In those days, everything mechanical was designed for easy maintenance; nuts, bolts, taper pins; simple tools to take the whole lot apart, adjust to take up wear, reassemble and use for another 10000 miles. Run out of parts? Turn another one to fit!
I had a 1910-era lathe still capable of turning within about 0.002" (traded it for a 1928 model!) and my 1840s watch is keeping very good time.
In an era of relatively cheap labour and expensive materials, this made sense. Who knows, we may end up back there some day!
Meantime it's worth studying how things from another era are made; partly to keep the skills alive and partly because good engineering is good engineering, from any era.
Just to clarify because this seems to have hit a nerve : I'm not simply equating long life with good engineering. What makes these motors good engineering is the skill with which they met their design goals using materials and techniques available at the time.

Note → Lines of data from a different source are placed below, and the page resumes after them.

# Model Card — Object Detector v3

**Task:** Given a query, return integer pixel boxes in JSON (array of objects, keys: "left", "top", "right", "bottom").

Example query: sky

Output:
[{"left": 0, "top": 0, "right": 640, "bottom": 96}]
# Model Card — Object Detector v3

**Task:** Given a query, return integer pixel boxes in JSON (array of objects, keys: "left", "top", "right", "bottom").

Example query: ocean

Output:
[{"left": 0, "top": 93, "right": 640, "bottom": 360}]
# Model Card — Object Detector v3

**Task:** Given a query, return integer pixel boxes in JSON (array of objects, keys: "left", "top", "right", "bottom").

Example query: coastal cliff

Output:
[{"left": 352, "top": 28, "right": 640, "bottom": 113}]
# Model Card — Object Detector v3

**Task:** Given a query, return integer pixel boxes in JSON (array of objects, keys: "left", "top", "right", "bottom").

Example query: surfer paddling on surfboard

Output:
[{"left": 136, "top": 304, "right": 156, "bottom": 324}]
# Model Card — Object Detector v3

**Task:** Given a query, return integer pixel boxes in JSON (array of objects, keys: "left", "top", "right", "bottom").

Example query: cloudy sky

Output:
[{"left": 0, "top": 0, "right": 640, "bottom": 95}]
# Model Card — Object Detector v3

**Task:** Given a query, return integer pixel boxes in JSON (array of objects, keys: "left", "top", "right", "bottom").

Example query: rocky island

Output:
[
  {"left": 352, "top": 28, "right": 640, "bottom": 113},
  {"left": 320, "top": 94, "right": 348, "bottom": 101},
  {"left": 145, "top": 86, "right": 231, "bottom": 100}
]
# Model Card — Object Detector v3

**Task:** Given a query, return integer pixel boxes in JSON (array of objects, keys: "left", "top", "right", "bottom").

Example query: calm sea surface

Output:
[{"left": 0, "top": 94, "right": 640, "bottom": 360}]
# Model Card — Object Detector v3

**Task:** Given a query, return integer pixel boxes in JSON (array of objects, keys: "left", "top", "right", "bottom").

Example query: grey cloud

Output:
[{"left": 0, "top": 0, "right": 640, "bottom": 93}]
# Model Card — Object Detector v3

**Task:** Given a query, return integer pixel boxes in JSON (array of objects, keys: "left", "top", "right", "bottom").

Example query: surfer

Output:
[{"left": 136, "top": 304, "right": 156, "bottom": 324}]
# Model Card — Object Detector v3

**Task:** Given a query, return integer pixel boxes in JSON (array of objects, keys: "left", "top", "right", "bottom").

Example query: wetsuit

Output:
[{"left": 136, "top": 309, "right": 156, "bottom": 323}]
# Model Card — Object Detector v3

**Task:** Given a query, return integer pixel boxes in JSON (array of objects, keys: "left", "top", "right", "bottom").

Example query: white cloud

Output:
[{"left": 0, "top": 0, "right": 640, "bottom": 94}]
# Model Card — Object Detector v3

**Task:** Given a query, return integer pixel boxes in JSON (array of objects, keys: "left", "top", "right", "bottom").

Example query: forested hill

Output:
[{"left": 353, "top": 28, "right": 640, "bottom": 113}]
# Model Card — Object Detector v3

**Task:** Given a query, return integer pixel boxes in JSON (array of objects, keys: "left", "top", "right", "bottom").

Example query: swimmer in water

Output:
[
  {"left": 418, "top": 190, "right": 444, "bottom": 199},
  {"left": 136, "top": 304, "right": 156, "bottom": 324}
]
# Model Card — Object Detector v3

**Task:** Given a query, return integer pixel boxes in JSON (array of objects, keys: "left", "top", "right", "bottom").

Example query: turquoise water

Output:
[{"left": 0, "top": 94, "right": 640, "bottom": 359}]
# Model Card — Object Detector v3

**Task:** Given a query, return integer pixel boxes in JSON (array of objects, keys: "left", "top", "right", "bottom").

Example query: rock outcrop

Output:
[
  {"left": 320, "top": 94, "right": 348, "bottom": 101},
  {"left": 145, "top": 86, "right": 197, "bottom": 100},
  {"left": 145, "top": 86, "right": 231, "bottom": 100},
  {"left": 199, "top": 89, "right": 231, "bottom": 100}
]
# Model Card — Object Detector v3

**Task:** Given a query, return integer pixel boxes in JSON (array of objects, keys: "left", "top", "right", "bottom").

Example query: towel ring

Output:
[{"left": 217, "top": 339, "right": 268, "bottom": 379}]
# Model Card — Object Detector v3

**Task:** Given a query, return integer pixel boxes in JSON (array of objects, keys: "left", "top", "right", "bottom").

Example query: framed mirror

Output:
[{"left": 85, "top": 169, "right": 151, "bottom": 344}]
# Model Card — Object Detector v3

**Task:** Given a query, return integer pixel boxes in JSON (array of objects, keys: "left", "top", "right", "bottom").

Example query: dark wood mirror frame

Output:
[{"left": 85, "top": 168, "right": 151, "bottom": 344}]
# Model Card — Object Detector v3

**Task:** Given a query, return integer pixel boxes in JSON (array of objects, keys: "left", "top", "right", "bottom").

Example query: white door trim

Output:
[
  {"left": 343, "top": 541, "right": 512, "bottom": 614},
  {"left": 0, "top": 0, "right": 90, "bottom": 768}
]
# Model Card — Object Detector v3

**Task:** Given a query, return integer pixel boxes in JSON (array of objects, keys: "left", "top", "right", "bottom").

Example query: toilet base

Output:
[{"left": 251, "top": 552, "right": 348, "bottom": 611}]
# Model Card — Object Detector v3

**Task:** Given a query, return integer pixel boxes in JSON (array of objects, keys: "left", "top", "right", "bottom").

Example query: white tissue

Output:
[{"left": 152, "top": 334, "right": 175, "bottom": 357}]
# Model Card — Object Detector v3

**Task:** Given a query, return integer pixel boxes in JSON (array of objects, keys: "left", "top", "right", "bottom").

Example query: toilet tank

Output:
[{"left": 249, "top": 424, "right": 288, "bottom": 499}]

And long life was almost certainly one of them; reliability (not measured as MTTF but the ratio between MTTF and MTTR) i.e. easy repair, and efficiency. Swapping motors for a fix is not the issue; replacing brushes, re-lining bearings or (major job!) rewinding the motor was what happened - and what the motors were designed for. It's NOW we kinda-sorta-fix things by replacing motors.
We haven't improved THAT much on 92% efficiency in a motor in the last hundred years, but we do it with a lot less copper and iron. We can equally well admire a modern brushless motor with sealed bearings and no maintenance for ten years; they can both teach us something.